ASCancer Atlas: a comprehensive knowledgebase of alternative splicing in human cancersSong Wu, Yue Huang, Mochen Zhang et al.|Nucleic Acids Research|2022 Alternative splicing (AS) is a fundamental process that governs almost all aspects of cellular functions, and dysregulation in this process has been implicated in tumor initiation, progression and treatment resistance. With accumulating studies of carcinogenic mis-splicing in cancers, there is an urgent demand to integrate cancer-associated splicing changes to better understand their internal cross-talks and functional consequences from a global view.
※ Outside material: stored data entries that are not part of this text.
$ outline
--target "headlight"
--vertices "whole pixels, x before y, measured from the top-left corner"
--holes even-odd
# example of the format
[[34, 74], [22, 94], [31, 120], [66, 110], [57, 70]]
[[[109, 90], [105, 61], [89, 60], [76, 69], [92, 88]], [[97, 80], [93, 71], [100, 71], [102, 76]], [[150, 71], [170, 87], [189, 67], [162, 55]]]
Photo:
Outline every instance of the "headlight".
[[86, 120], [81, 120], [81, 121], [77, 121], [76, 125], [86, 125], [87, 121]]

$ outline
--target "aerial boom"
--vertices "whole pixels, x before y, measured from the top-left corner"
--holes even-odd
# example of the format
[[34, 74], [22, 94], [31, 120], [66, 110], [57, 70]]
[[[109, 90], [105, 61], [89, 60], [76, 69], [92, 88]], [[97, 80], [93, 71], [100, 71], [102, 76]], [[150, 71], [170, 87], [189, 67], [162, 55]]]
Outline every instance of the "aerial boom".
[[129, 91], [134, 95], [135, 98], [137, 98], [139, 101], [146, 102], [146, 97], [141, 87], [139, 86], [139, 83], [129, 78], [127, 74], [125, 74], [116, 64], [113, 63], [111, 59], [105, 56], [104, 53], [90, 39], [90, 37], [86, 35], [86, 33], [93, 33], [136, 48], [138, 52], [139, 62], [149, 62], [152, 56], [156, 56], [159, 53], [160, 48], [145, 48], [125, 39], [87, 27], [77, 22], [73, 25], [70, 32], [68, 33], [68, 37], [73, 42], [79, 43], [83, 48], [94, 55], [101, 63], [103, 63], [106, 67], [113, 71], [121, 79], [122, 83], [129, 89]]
However, a resource of key functional AS events in human cancers is still lacking. To fill the gap, we developed ASCancer Atlas (https://ngdc.cncb.ac.cn/ascancer), a comprehensive knowledgebase of aberrant splicing in human cancers. Compared to extant databases, ASCancer Atlas features a high-confidence collection of 2006 cancer-associated splicing events experimentally proved to promote tumorigenesis, a systematic splicing regulatory network, and a suit of multi-scale online analysis tools. For each event, we manually curated the functional axis including upstream splicing regulators, splicing event annotations, downstream oncogenic effects, and possible therapeutic strategies. ASCancer Atlas also houses about 2 million computationally putative splicing events. Additionally, a user-friendly web interface was built to enable users to easily browse, search, visualize, analyze, and download all splicing events. Overall, ASCancer Atlas provides a unique resource to study the functional roles of splicing dysregulation in human cancers.